The Great Western Woodlands


IMM Veronica Brady


I merit merrit and what names
stood longer and will stand again
thin rising to blue sky to charred crow
to red wattlebird and honeyeater
to drown at the foot of waterbush.

Driving east into the Victorian
Mallee, and then the emptiness
of grassed plains that weren’t
grassed plains, where trees
are windbreaks to be harvested,
the essence of the Western
woodlands is clarified.
Its loss would be
an act of terror:
those emptying ‘farms’
that would come in its stead
blank slabs of old-before-their-time
graves, all creation knocked down.

Quandong is a shrub I was
overly familiar with as a child.
In the woodlands I cherish
it for its fruit, and for itself.
It speaks — listen, listen.
It wants its own space,
gets on well with its neighbours,
can take human projections.
But to be deleted is not in its vision.
It hears the pain of loss
as sandalwood does.

We see a lone emu —
we see a lone roo —
we see a lone eagle —
we see a lone ant
making its way home.
They are going somewhere,
having somewhere to go.
This is more than human
intuition.
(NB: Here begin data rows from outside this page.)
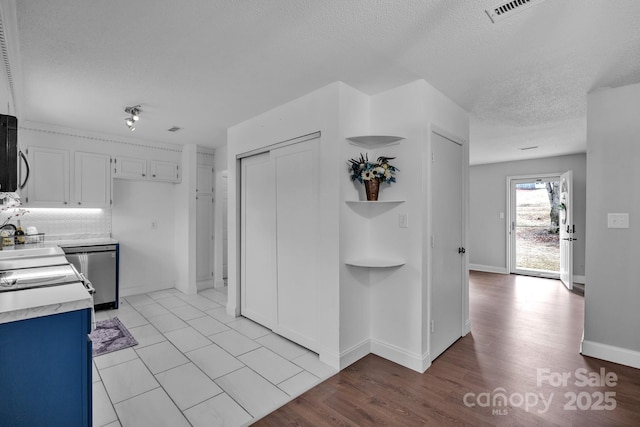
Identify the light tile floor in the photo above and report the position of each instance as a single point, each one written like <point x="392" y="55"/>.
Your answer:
<point x="195" y="365"/>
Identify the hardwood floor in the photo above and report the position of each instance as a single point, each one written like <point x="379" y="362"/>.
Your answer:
<point x="525" y="335"/>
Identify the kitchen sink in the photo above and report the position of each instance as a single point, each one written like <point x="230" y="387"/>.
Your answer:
<point x="30" y="257"/>
<point x="7" y="253"/>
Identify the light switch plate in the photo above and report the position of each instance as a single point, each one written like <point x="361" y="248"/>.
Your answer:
<point x="618" y="220"/>
<point x="403" y="220"/>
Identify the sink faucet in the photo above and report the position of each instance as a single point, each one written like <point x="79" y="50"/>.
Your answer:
<point x="2" y="228"/>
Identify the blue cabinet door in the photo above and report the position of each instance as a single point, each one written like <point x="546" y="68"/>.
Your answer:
<point x="45" y="371"/>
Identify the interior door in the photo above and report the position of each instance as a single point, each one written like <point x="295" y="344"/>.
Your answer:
<point x="447" y="191"/>
<point x="258" y="282"/>
<point x="297" y="230"/>
<point x="567" y="229"/>
<point x="204" y="236"/>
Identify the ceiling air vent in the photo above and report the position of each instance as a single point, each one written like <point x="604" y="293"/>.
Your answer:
<point x="509" y="8"/>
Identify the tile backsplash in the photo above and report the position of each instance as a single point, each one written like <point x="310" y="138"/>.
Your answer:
<point x="70" y="223"/>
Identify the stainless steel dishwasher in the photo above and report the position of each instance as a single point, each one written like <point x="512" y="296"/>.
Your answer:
<point x="99" y="264"/>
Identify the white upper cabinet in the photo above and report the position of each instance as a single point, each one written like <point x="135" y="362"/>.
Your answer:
<point x="130" y="167"/>
<point x="92" y="182"/>
<point x="155" y="170"/>
<point x="51" y="184"/>
<point x="163" y="171"/>
<point x="48" y="183"/>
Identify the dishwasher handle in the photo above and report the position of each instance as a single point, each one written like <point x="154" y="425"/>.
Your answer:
<point x="89" y="249"/>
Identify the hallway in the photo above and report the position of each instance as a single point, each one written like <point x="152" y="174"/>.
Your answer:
<point x="520" y="365"/>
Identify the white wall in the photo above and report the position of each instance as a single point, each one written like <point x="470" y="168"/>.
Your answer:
<point x="400" y="299"/>
<point x="488" y="192"/>
<point x="147" y="255"/>
<point x="220" y="226"/>
<point x="317" y="111"/>
<point x="385" y="311"/>
<point x="612" y="291"/>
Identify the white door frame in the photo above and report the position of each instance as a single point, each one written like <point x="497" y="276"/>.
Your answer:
<point x="510" y="211"/>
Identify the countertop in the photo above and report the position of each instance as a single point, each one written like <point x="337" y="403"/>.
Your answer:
<point x="38" y="302"/>
<point x="68" y="243"/>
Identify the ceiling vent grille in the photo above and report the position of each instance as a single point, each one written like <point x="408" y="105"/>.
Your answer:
<point x="509" y="8"/>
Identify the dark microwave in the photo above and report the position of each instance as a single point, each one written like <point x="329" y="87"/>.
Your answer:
<point x="9" y="155"/>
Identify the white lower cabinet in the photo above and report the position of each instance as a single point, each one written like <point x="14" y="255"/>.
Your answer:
<point x="279" y="223"/>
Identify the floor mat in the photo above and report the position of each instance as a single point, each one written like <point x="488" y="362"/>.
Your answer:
<point x="110" y="335"/>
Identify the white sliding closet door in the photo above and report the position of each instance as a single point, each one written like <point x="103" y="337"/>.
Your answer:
<point x="279" y="206"/>
<point x="297" y="233"/>
<point x="258" y="288"/>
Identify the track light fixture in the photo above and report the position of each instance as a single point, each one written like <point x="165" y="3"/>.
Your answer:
<point x="135" y="116"/>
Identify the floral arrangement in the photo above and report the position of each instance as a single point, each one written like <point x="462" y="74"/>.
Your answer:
<point x="363" y="170"/>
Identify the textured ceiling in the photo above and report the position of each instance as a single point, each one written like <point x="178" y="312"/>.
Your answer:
<point x="205" y="65"/>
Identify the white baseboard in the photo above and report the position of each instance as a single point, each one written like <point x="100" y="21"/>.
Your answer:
<point x="354" y="353"/>
<point x="204" y="284"/>
<point x="488" y="268"/>
<point x="137" y="290"/>
<point x="416" y="362"/>
<point x="611" y="353"/>
<point x="386" y="351"/>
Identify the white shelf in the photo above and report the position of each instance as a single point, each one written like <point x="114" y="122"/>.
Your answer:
<point x="375" y="262"/>
<point x="370" y="209"/>
<point x="374" y="140"/>
<point x="373" y="202"/>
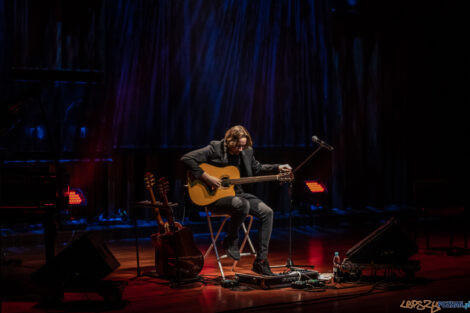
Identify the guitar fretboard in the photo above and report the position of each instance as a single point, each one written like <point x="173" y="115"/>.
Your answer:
<point x="255" y="179"/>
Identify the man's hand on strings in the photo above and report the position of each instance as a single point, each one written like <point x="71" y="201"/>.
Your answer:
<point x="211" y="181"/>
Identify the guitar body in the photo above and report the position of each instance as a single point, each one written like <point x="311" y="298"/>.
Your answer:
<point x="176" y="254"/>
<point x="202" y="195"/>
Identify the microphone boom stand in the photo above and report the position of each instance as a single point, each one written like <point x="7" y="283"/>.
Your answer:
<point x="289" y="264"/>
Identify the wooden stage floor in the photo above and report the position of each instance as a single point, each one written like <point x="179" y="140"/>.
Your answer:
<point x="441" y="278"/>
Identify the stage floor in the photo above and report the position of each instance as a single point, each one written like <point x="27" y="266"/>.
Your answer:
<point x="441" y="278"/>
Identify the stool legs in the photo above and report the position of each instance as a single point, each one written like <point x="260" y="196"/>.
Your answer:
<point x="246" y="238"/>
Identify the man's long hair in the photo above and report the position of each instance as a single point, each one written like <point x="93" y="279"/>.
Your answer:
<point x="235" y="133"/>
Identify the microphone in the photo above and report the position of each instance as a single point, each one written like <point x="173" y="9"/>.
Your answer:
<point x="322" y="143"/>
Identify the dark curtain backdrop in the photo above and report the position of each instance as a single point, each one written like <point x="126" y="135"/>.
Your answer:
<point x="377" y="80"/>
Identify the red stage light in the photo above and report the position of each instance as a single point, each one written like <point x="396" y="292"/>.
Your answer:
<point x="314" y="186"/>
<point x="76" y="197"/>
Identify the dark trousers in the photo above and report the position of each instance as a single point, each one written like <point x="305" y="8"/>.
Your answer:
<point x="239" y="207"/>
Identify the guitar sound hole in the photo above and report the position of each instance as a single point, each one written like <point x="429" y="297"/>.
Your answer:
<point x="225" y="182"/>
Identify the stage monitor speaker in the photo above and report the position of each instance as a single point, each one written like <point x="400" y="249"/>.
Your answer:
<point x="84" y="262"/>
<point x="388" y="244"/>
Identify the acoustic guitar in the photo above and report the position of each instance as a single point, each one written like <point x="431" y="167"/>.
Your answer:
<point x="176" y="253"/>
<point x="202" y="195"/>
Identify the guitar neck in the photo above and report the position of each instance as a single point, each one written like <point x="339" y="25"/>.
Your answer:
<point x="157" y="211"/>
<point x="254" y="179"/>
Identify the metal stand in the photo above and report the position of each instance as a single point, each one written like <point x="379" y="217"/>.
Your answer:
<point x="289" y="263"/>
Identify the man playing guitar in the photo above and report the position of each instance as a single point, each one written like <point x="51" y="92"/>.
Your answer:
<point x="235" y="150"/>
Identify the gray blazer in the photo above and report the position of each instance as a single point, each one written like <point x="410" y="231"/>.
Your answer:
<point x="216" y="154"/>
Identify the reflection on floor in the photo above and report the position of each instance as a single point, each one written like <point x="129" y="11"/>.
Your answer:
<point x="442" y="277"/>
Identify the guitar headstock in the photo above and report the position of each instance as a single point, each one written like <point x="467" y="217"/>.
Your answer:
<point x="163" y="186"/>
<point x="286" y="176"/>
<point x="149" y="180"/>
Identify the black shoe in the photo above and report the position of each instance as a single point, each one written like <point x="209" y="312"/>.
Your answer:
<point x="231" y="248"/>
<point x="262" y="267"/>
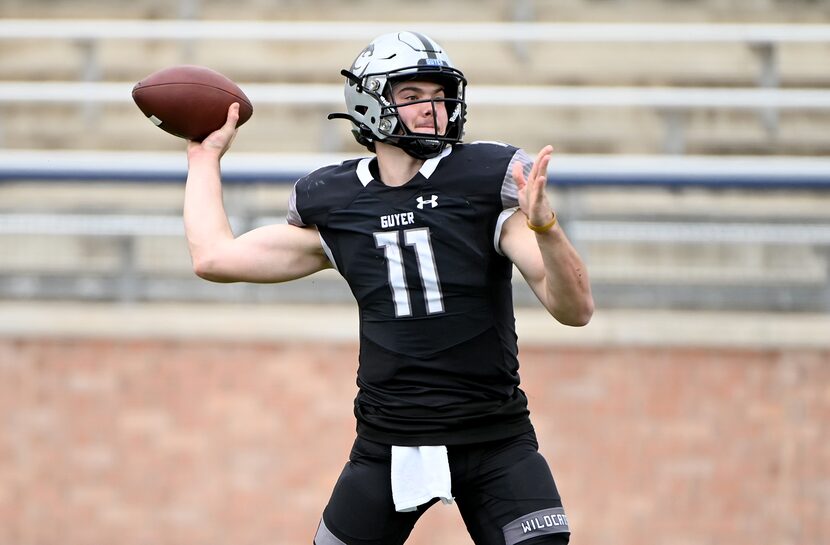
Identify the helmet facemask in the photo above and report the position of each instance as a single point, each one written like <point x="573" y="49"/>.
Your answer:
<point x="375" y="117"/>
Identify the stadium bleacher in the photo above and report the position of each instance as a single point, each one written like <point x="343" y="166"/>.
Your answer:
<point x="702" y="78"/>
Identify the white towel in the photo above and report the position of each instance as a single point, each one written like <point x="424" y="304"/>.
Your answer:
<point x="418" y="475"/>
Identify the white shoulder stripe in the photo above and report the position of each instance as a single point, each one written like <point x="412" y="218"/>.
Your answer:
<point x="363" y="172"/>
<point x="503" y="217"/>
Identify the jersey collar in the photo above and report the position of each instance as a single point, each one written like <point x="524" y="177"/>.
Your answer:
<point x="364" y="173"/>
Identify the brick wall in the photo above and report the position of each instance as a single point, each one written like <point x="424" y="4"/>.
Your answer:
<point x="163" y="442"/>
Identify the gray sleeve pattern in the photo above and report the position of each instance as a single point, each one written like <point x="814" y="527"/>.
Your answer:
<point x="509" y="190"/>
<point x="293" y="215"/>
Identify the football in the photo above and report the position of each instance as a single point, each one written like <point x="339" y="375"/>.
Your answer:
<point x="190" y="101"/>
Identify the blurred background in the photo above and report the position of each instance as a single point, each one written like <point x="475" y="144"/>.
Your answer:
<point x="142" y="405"/>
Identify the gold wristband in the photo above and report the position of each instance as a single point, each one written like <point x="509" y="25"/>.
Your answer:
<point x="543" y="228"/>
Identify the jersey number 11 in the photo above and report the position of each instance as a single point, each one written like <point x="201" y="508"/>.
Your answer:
<point x="418" y="238"/>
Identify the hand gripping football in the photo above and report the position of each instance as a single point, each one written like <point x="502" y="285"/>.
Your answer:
<point x="190" y="101"/>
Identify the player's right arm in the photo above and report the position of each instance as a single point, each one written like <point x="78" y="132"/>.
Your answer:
<point x="274" y="253"/>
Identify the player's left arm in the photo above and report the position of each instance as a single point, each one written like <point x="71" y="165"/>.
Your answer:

This with the certainty
of a Dundas mahogany
rising out of quartz,
feeling the workings
of the hole-in-the-ground
nearby. Nibbling away.

This great lung,
this great mind,
this great flesh and blood
and cellulose entity
is the powerhouse
of body and soul —
it is the vastly regional,
it is the specific and inclusive,
it is the everything we are.



            John Kinsella

This poem appeared in print version of The West Australian newspaper in September, 2015.